Published: 13 Jul 2009 01:51:51 PST

* IRELAND

-- There is an acceptance in Ireland that it needs to pay for the over-leveraged years of the "Celtic Tiger" economy and trade unions have held off from strikes or industrial action.

-- Ireland unveiled a five-year austerity programme earlier this year to tackle the worst public finances in the euro zone.

-- Dublin is targeting 8 billion euros ($11.29 billion) in tax hikes and spending cuts in 2010-2011 on top of 3.3 billion euros ($4.60 billion) worth of measures detailed in an emergency budget in April, its second in six month. The government has also signalled that cuts to social welfare, a new carbon tax and property tax are on the cards for December.

-- Ireland aims to squeeze its budget deficit from an estimated 10.75 percent of GDP in 2009, proportionately the worst in the euro zone, to 3 percent by 2013, the EU limit.

* LITHUANIA

-- Lithuania discussed more budget cuts and tax hikes in June to prop up finances and protect its currency peg. A supplementary budget aimed to save 1 billion litas ($289.6 million), as the government repeated its prediction that the economy could shrink by 18.2 percent in 2009.

-- The government has also raised value added tax (VAT) rate to 19 percent from 18 percent, scrapped most VAT breaks, raised social taxes for the self-employed and excise duties on petrol and alcohol in the original budget 2009 approved at end-December. To help to balance the social budget, the government slashed transfers to private pension funds to 3 percent from 5.5 percent of social tax payments.

* ROMANIA

-- Romania's centre-left government has scrapped plans to hike public sector wages in 2009, reflecting IMF-mandated budget cuts. The six-month-old cabinet has enforced spending cuts accounting for roughly 1 percent of GDP.

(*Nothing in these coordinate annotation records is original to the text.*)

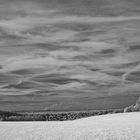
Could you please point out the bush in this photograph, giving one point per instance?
(26, 118)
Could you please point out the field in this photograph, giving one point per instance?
(124, 126)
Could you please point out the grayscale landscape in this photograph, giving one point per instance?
(69, 55)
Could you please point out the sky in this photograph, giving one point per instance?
(47, 48)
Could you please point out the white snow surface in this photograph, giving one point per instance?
(124, 126)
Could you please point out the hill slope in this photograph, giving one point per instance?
(107, 127)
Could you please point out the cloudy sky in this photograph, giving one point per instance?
(69, 48)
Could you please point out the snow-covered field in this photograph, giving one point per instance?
(107, 127)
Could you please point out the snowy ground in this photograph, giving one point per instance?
(107, 127)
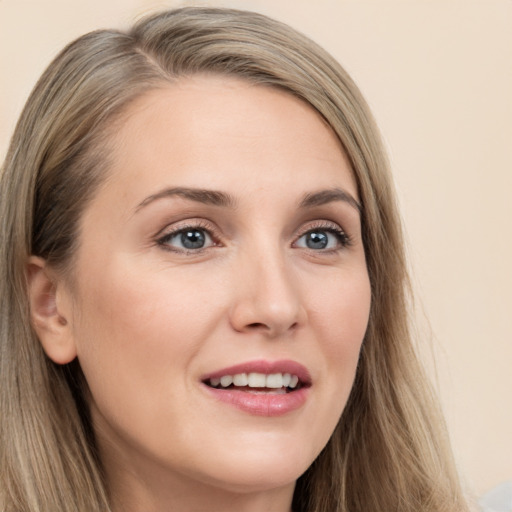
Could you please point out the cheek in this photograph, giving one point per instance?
(342, 318)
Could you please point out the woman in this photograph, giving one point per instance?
(204, 286)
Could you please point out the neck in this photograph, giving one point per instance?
(135, 493)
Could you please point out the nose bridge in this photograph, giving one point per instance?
(267, 297)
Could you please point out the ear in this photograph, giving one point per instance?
(48, 311)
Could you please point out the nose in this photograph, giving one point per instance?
(267, 297)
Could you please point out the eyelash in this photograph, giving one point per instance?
(328, 227)
(198, 225)
(202, 226)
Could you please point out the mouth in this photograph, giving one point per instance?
(257, 383)
(261, 388)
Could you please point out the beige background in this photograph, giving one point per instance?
(438, 75)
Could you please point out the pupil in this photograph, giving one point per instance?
(317, 240)
(192, 239)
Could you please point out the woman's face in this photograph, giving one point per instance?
(225, 242)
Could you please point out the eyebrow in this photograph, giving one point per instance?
(217, 198)
(328, 196)
(212, 197)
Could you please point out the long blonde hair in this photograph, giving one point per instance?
(389, 451)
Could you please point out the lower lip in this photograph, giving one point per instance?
(261, 404)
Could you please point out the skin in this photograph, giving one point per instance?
(147, 318)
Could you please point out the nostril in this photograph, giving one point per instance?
(257, 325)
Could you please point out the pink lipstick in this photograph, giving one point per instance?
(261, 387)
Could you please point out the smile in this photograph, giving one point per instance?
(261, 388)
(256, 382)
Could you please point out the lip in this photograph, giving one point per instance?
(262, 366)
(264, 404)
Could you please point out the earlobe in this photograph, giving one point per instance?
(47, 314)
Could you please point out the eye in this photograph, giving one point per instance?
(190, 238)
(325, 238)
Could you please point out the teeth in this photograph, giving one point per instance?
(274, 381)
(225, 381)
(257, 380)
(240, 379)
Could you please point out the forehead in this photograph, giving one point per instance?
(221, 132)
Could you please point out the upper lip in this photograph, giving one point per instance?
(266, 367)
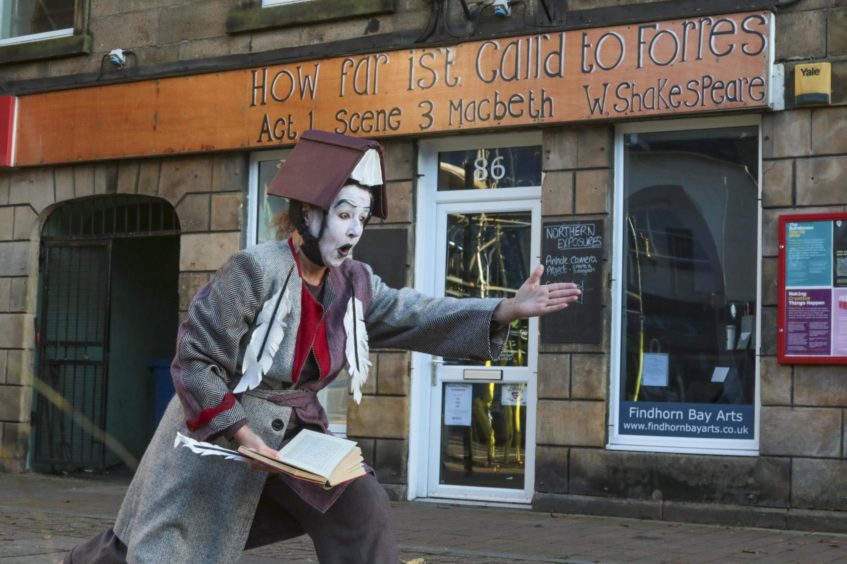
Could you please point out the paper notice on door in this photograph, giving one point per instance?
(719, 374)
(655, 372)
(457, 404)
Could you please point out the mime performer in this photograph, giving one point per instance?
(275, 325)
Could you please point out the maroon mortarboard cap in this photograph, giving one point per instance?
(322, 163)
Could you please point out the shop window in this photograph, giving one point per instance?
(40, 29)
(686, 348)
(261, 227)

-- It now expects the economy to shrink in 2009 as the global crisis has slashed lending, consumption and demand for Romanian goods abroad and forced it to secure 20 billion euros in IMF-led aid last March.

-- Under the terms of the IMF deal, Romania agreed to budget gap ceilings ranging from 1.6 percent of GDP at the end of the first quarter to 4.6 percent at the end of 2009. Bucharest will lower its deficits to meet the EU's 3-percent cap by 2011.

* SLOVENIA

-- Euro zone member Slovenia cut the planned 2009 budget spending last month for the second time this year and increased the expected budget deficit to 5.5 percent of GDP from 3.4 percent seen in March. The planned budget spending was cut mainly by cutting spending in defence and transport investments.